It was finally decided that Minister Rehman would brief the house in-camera about the terror alerts issued in the days before the attacks.

Mr Rehman was of the view that the information should not be made public.

Meanwhile, the house approved a report of the Senate Committee on Finance and Economic Affairs about privatisation of the Heavy Electrical Complex (HEC).

The report has disclosed that the successful bidder’s shares are worth only about $1,000. “This is the actual standing of the company in public markets which has been considered for a multi-billion-rupee transaction of HEC,” the report reads.

It said the top management had shown high level of incompetence and “wilful” errors of judegment in conducting the transaction.

The house also adopted the report of the Functional Committee on Devolution about the placement of five regulatory authorities under the line ministries.

In its report, the committee headed by Senator Mir Kabeer Ahmad has recommended that the regulatory authorities should be made independent.
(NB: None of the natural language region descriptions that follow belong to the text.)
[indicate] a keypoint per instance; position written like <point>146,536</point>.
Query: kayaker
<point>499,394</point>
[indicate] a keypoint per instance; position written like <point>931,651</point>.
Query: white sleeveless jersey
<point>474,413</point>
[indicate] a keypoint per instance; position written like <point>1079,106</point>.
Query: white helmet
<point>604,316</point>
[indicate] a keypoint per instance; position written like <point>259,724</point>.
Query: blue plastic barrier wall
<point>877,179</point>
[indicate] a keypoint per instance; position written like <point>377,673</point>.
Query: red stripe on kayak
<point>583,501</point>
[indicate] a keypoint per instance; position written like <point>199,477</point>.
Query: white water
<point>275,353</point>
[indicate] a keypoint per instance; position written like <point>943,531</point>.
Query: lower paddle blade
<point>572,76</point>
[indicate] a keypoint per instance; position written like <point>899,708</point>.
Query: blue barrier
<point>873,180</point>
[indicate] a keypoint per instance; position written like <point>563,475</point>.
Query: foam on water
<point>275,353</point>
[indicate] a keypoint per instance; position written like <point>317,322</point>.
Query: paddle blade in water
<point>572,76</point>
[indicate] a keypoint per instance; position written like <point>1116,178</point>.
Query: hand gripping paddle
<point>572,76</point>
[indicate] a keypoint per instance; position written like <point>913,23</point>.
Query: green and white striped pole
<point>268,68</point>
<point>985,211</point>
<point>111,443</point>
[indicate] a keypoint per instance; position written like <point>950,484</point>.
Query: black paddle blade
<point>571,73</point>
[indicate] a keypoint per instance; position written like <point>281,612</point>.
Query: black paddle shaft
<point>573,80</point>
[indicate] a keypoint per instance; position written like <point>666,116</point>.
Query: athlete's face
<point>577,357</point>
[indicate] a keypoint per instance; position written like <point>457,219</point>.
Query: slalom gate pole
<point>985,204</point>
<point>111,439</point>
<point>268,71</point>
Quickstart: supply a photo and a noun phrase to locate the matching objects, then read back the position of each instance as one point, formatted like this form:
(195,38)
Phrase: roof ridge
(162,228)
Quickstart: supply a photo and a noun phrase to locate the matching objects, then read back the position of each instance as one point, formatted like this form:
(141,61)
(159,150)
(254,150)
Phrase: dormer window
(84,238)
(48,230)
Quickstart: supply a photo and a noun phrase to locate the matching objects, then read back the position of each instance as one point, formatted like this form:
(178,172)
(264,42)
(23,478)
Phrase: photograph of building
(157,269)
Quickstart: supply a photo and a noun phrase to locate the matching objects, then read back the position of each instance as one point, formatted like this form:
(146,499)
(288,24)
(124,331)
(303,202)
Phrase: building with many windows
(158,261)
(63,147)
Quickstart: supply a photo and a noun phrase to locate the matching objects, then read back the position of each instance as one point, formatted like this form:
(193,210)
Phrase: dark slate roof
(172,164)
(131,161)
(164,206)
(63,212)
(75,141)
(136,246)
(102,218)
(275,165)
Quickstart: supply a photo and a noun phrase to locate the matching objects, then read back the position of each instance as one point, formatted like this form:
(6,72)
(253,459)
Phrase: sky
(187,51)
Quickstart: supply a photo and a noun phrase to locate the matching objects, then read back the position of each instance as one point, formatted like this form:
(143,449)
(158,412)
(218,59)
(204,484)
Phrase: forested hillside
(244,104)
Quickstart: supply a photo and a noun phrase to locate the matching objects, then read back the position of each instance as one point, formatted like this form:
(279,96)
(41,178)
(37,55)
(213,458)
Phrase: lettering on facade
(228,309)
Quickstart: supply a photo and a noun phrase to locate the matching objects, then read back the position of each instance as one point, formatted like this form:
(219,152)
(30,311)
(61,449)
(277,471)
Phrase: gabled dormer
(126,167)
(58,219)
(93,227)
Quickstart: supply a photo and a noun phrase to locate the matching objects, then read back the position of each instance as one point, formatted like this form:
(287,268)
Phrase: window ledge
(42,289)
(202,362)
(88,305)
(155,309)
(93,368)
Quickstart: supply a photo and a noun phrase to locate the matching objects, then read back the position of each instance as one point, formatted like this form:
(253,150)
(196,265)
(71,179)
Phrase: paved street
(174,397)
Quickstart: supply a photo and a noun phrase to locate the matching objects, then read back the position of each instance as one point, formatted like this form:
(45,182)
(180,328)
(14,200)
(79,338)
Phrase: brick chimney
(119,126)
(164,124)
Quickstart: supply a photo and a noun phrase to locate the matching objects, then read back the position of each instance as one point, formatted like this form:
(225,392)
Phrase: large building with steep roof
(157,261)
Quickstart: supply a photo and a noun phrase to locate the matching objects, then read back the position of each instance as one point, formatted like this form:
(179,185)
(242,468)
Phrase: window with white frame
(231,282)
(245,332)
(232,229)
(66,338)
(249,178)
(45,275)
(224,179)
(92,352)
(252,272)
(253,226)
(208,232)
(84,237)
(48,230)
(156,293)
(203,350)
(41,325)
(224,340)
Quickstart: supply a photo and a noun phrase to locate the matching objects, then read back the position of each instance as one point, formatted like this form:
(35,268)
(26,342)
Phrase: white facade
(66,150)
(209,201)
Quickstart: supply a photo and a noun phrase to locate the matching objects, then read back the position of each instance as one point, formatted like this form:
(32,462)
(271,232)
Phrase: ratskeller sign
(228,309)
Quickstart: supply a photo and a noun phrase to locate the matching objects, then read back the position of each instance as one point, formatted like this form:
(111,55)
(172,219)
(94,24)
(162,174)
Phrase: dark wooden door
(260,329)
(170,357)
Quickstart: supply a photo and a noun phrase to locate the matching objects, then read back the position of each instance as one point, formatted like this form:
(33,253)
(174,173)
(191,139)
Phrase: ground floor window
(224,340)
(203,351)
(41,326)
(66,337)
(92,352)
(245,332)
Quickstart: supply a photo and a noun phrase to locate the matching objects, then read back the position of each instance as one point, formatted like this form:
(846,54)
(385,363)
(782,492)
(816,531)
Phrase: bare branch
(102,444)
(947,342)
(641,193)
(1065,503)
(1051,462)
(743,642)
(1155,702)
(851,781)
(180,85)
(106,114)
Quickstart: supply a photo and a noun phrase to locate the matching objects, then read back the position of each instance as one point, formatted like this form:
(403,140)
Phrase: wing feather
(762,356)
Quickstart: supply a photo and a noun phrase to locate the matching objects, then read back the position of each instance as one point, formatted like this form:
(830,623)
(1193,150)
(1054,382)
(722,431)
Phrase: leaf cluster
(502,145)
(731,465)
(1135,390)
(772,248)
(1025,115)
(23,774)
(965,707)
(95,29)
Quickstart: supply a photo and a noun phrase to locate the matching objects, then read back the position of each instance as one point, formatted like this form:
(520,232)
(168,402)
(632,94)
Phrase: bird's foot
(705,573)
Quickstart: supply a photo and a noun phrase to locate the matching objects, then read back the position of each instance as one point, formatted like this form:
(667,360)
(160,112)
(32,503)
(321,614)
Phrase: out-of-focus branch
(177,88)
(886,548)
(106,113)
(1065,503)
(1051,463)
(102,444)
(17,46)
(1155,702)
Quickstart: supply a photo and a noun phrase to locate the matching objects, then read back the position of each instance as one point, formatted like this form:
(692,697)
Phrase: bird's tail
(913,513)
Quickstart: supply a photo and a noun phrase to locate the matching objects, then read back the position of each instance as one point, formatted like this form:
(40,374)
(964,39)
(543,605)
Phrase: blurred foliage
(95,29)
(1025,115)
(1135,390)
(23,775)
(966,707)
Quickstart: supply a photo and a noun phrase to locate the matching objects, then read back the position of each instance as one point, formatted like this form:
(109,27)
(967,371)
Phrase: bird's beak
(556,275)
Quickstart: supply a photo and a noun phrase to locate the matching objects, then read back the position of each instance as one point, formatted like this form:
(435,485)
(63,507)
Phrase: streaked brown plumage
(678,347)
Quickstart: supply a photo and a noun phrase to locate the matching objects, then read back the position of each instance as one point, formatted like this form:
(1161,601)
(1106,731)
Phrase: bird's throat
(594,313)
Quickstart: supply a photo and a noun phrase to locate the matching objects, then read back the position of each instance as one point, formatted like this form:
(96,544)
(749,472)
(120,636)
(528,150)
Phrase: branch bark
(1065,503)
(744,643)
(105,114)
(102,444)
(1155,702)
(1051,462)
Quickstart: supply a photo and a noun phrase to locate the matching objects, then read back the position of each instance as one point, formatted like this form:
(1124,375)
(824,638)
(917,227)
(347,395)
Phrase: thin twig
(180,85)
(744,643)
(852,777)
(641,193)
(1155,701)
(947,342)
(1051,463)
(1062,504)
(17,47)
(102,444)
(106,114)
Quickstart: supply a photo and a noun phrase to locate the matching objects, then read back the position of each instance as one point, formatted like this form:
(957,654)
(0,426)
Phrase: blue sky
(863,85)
It noted that placing them under the line ministries without seeking approval of the Council of Common Interests was a violation of the Constitution and against the very concept of regulatory authorities.

Senator Taj Haider of the Pakistan Peoples Party expressed serious concern over the government’s plan to privatise airports in the name of outsourcing their management and operations.

Mr Rabbani referred the matter to the Senate Standing Committee on Cabinet Division, asking it to submit a report within a month.